Bei der Diskussion in Karlstadt (Lkr. Main-Spessart) am Samstag fällt ein bemerkenswerter Satz: "Die Gesetze der sozialen Netzwerken schaden unserer Demokratie." Das sagt ausgerechnet Jakob Blasel, einer der Mitinitiatoren der Protestbewegung Fridays-for-Future. Er kritisiert, dass die Algorithmen von Plattformen wie Facebook, Twitter und Instagram dafür sorgen, dass vor allem zugespitzte und polarisierende Beiträge viele Nutzer erreichen. Auf Dauer führe das zu einer problematischen Debattenkultur, warnt der 19-jährige Aktivist.
Vernetzt von Kiel bis New York
Der Satz ist schon deshalb bemerkenswert, weil es Fridays-for-Future ohne die Mobilisierung in den sozialen Netzwerken wohl nicht geben würde. "Ohne digitale Werkzeuge wären wir nichts. Wir sind kein Verein, wir sind keine Partei. Wir existieren eigentlich gar nicht", sagt der 19-jährige Aktivist, der für die Veranstaltungsreihe "Digital Media Lab" extra aus Hannover angereist ist. Die Protest-Koordination laufe vor allem über digitale Messenger-Gruppen und regelmäßige Telefonkonferenzen. "Wir sind auf der digitalen Ebene zwischen Kiel und New York genauso gut vernetzt wie zwischen Kiel und Bamberg."
Bei der Diskussion im Rahmen der 70-Jahr-Feier der Landes-Eltern-Vereinigung geht es um die Frage, wie sich junge Leute digital organisieren und so Politik mitgestalten. Auf dem Podium sitzt deshalb auch Dorothee Bär (CSU), die Staatsministerin im Bundeskanzleramt, die sich über ihre eigene Partei hinaus als Digitalpolitikern einen Namen gemacht hat.
Was Fridays-for-Future betrifft, sagt die 41-Jährige, eine solche Mobilisierung sei ein neues Phänomen. Und sie ergänzt mit Blick auf ihre eigene Partei: "Auch wir müssen viele Prozesse, die 70 Jahre funktioniert haben, hinterfragen." Bär weiß, dass gerade die Union für ihren Umgang mit Fridays-for-Future viel Kritik einstecken musste.
Eine Frage der Organisation
Bär kennt beide Welten: Als sie 2002 in den Bundestag kam, wurde dort noch überwiegend per Fax kommuniziert, an Smartphone und Apps dachte noch niemand. Doch seitdem ist viel passiert. Heute betont sie – landauf, landab – die Chancen der Digitalisierung und warnt vor zu viel "Bedenkenträgerei".

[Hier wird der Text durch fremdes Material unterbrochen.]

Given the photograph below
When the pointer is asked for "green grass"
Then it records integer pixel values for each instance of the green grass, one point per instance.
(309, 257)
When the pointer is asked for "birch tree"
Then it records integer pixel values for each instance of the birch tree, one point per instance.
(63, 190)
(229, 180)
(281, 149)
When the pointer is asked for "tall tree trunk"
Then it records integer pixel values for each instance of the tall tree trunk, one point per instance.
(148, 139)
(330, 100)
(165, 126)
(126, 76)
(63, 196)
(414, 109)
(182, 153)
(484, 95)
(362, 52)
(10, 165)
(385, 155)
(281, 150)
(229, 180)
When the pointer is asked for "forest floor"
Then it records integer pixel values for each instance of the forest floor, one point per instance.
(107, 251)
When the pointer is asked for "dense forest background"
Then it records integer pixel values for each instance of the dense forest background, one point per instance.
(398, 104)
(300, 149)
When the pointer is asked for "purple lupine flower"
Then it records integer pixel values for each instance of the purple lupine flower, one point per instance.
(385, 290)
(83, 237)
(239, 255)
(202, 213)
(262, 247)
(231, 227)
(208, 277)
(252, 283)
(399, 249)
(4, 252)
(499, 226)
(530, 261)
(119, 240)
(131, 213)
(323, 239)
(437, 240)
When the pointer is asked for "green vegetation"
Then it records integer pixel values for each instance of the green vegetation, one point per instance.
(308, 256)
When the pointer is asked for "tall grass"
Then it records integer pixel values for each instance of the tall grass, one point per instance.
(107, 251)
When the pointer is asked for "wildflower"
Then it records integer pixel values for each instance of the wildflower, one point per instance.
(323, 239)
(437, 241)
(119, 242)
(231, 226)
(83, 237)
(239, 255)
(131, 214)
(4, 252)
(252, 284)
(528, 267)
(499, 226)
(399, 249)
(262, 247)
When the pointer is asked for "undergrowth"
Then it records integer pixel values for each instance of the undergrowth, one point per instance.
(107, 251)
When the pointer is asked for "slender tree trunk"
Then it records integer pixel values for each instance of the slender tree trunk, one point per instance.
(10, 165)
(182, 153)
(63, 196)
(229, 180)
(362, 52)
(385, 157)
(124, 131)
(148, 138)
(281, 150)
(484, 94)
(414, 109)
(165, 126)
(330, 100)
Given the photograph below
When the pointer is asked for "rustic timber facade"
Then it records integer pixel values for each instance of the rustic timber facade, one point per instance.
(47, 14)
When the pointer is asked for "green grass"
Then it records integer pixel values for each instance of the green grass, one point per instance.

Dass dynamische und gut vernetzte Bewegungen wie Fridays-for-Future zur Gefahr für die klassischen Parteien werden könnten, glaubt Bär indes nicht. "Es ist eine Ergänzung in unserer Demokratie", sagt sie und verweist auf die besondere Stellung der Parteien im Grundgesetz. Mit Blick auf die Organisation von Fridays-for-Future betont sie, dass es auch dort mittlerweile Arbeitskreise, Untergruppen und Delegierte gebe – fast wie in Parteien.
Instagram allein reicht nicht aus
Auch Jakob Blasel sieht die junge Protestbewegung nicht als Konkurrenz zu den klassischen Parteien. Neben deren Anspruch, an Wahlen teilzunehmen und in die Parlamente einzuziehen, gebe es auch einige organisatorische Unterschiede: "Wir haben keine Mitgliederregister, wir sind nicht über Landesverbände organisiert und haben keine Ämter und Mandate." Die Bewegung definiere sich in erster Linie über die Inhalte.
Den Strategen in den Parteizentralen empfiehlt Blasel künftig weniger über technische Fragen nachzudenken: "Parteien verlieren keine jungen Leute, weil sie ihren Instagram-Kanal nicht pflegen", sagt der junge Aktivist. Das Problem sei, dass gerade Union und SPD nicht mehr den richtigen Ton treffen und es nicht schaffen die Themen der jungen Generation – insbesondere die Klimakrise – zu adressieren.